Somos seres históricos y el presente de una historia de conversaciones, que han surgido como un trinquete cultural, que nos trajo hasta aquí, desde nuestros ancestros hasta hoy, explicamos nuestro vivir con las coherencias de nuestro vivir.  Nos preguntamos ¿De dónde viene todo? ¿ Cómo ha ocurrido lo que ha ocurrido? ¿ Cuál es el origen de esta pandemia? Vamos proponiendo respuestas y explicaciones, según nuestros ámbitos experienciales, y vamos confiando en la inercia fundamental de todo suceder, siempre en la conservación de las regularidades que distinguimos, salvo que nos encontremos con un evento que nos saque de aquello, como lo expresa Ximena y Humberto “Todo suceder continúa sucediendo a menos que otro suceder interfiera con él. A esta condición básica de todo suceder la llamamos inercia fundamental” (  2015, pág. 486)  

Cómo seres humanos, hemos aprendido un vivir cultural, que vamos a su vez, generando, realizando y conservando, nos apegamos a certezas , mundos y verdades que damos por hecho, hemos olvidado abrazar nuestra propia experiencia como la fuente de nuestras preguntas y respuestas como cuando éramos niños, donde desde el candor y la curiosidad creamos juegos, inventamos viajes, transformamos cajas en autos, castillos, puentes. Luego fuimos creciendo y “llenando nuestra copa” como dice Ximena, de teorías y supuestos, que nos atrapan y nos adormecen, apegándonos a las regularidades del vivir cultural, restringiendo nuestra plasticidad conductual y creativa, en una inercia cultural, que solo nos puede sacar de ahí, si ampliamos la mirada a nuestra multidimensionalidad relacional y operacional, que nos posibilite ampliar nuestro pensar, ver y sentir, para permitirnos aprender, co-crear y conectar con otros conscientes de nuestra plasticidad y confiando en nosotros mismos. 

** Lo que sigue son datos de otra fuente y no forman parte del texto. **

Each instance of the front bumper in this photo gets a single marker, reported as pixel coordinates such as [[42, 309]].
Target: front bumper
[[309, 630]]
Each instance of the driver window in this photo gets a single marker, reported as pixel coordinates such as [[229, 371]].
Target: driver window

Podemos seguir repitiendo la resistencia al cambio, como la etiqueta que nos define y con ello, que nos atrapa…o bien, abrirnos al hacer nuevo, en un aprender que es posible, en la confianza fundamental en nosotros mismos y nuestros colaboradores, porque hemos llegado hasta este presente, en una historia humana individual y colectiva, que ha ocultado el hecho, que el fundamento relacional de toda conducta, está en nuestros sentires íntimos como guía del hacer, es desde ese trasfondo que podemos salir de toda encrucijada y para todo esto la pregunta central es ¿ Qué queremos conservar y qué no queremos conservar? Porque esas respuestas generarán la ruta de transformación, el curso del vivir individual, colectivo, organizacional, que surgirá momento a momento. 

Por Carolina Carvacho y Sebastián Gaggero

Referencia: 

Dávila & Maturana ( 2015) El árbol del vivir. Santiago de Chile, MVP Editores.